A Fábrica do Carvalhinho foi, aliás, um dos grandes expoentes da pujança da indústria cerâmica em Vila Nova de Gaia. Prova disso foram as instalações construídas na década de 1950: em dimensão, projeção industrial, mestria e modernidade de produção. Nisso se reflectiu o aumento do volume de vendas para os mercados português, de França, Reino Unido, Angola e Moçambique.

Os azulejos da Carvalhinho ganharam fama, entre as décadas de 1930 e de 1960, em inúmeros edifícios públicos e privados, em pavimentos e paredes um pouco por todo o Norte do país. Para este crescimento muito contribuíram os trabalhos de artistas como Paulino Gonçalves, Francisco Macedo (painéis da Câmara de Espinho, do Colégio de Nossa Senhora da Bonança, da Igreja de Vilar do Paraíso e da Capela de S. João Baptista, em Vilar do Paraíso), ou Fernando Gonçalves (painéis do escadório do Santuário de Nossa Senhora dos Remédios, em Lamego).

O crescimento desta unidade traduziu-se, também, na melhoria da qualidade das instalações para os trabalhadores. Desde iluminação apropriada, aquecimento geral, uso de máscaras para purificação do ar nos sítios mais sujeitos à silicose, à criação de uma cantina, posto médico (onde se destacou o Dr. Roland Van Zeller), chuveiros e lavatórios.

Tudo o que resta da antiga glória da Fábrica do Carvalhinho é esta chaminé.

No campo desportivo, foram edificadas instalações para a prática de futebol, atletismo, basquetebol, voleibol, natação e um pavilhão. A equipa de basquetebol feminino foi uma das primeiras da região e com grande palmarés. Na cultura, um grupo coral e teatral encenava e levava a palco diversas peças.
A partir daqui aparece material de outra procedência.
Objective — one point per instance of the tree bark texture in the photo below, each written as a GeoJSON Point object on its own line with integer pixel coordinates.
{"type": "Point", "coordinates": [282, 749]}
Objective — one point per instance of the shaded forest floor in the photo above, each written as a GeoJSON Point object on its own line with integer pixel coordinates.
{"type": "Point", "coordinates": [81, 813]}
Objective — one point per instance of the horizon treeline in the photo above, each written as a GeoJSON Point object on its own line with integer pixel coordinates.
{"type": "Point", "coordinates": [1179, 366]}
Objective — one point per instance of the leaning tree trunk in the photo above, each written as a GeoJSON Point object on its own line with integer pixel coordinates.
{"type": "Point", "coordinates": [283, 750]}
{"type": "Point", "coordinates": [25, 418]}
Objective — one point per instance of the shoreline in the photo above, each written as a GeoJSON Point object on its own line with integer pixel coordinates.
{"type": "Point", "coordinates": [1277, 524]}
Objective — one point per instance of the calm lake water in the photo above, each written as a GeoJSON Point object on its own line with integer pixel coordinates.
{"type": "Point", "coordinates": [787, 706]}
As portas fecharam em 1977, forçadas pela conjuntura económica e a que não foi alheia a crescente utilização do plástico para os mais diversos fins. As instalações foram demolidas, restando apenas a sua grandiosa chaminé.

Exemplos de fábricas de cerâmica possantes em Vila Nova de Gaia houve vários e com dimensões variadas. Foram, em certo sentido, o coração da actividade industrial do concelho. De oleiros artesanais, passando pelas peças de cariz meramente utilitário, até às obras de arte espalhadas pelas mais diversas latitudes, este ofício deixou marcas profundas no território e um legado artístico invejável, reflexo da sua época de ouro.

Este é um dos muitos painéis de azulejos produzidos pela Fábrica do Carvalhinho e que foram a glória daquela unidade fabril e também da indústria dos vinhos.

Em Valadares mora a ambição

Há um bom exemplo de renascimento e de superação na indústria da cerâmica de Vila Nova de Gaia. A Cerâmica de Valadares, que este ano festeja o seu centenário, é um marco histórico do concelho. Foi fundada em 1921 por um grupo de seis homens, dedicando-se à produção de barro vermelho, tijolos, telhas, fornos de cozer pão, garfos, sifões, azulejos e louça sanitária.

Na década seguinte inicia a produção de faiança, destacando-se pelas peças decorativas portuguesas. Em 1949, no auge do sucesso, expande as instalações. Três décadas depois, consegue o reconhecimento nacional e internacional pela qualidade da sua produção.

A Cerâmica de Valadares resistiu a falências e pandemias. Chegou a fechar, entre 2012 e 2014, mas renasceu. Para isso, os 130 trabalhadores e o director dos novos proprietários, a ARCH, uniram forças e retomaram a actividade. Em 2020, teve uma facturação de 5,8 milhões de euros; aponta para os sete milhões de euros no final deste ano. Exporta para mais de 40 países e projecta recuperar e rentabilizar as instalações perdidas pela antiga empresa, bem como erguer um parque industrial e o Museu de Valadares.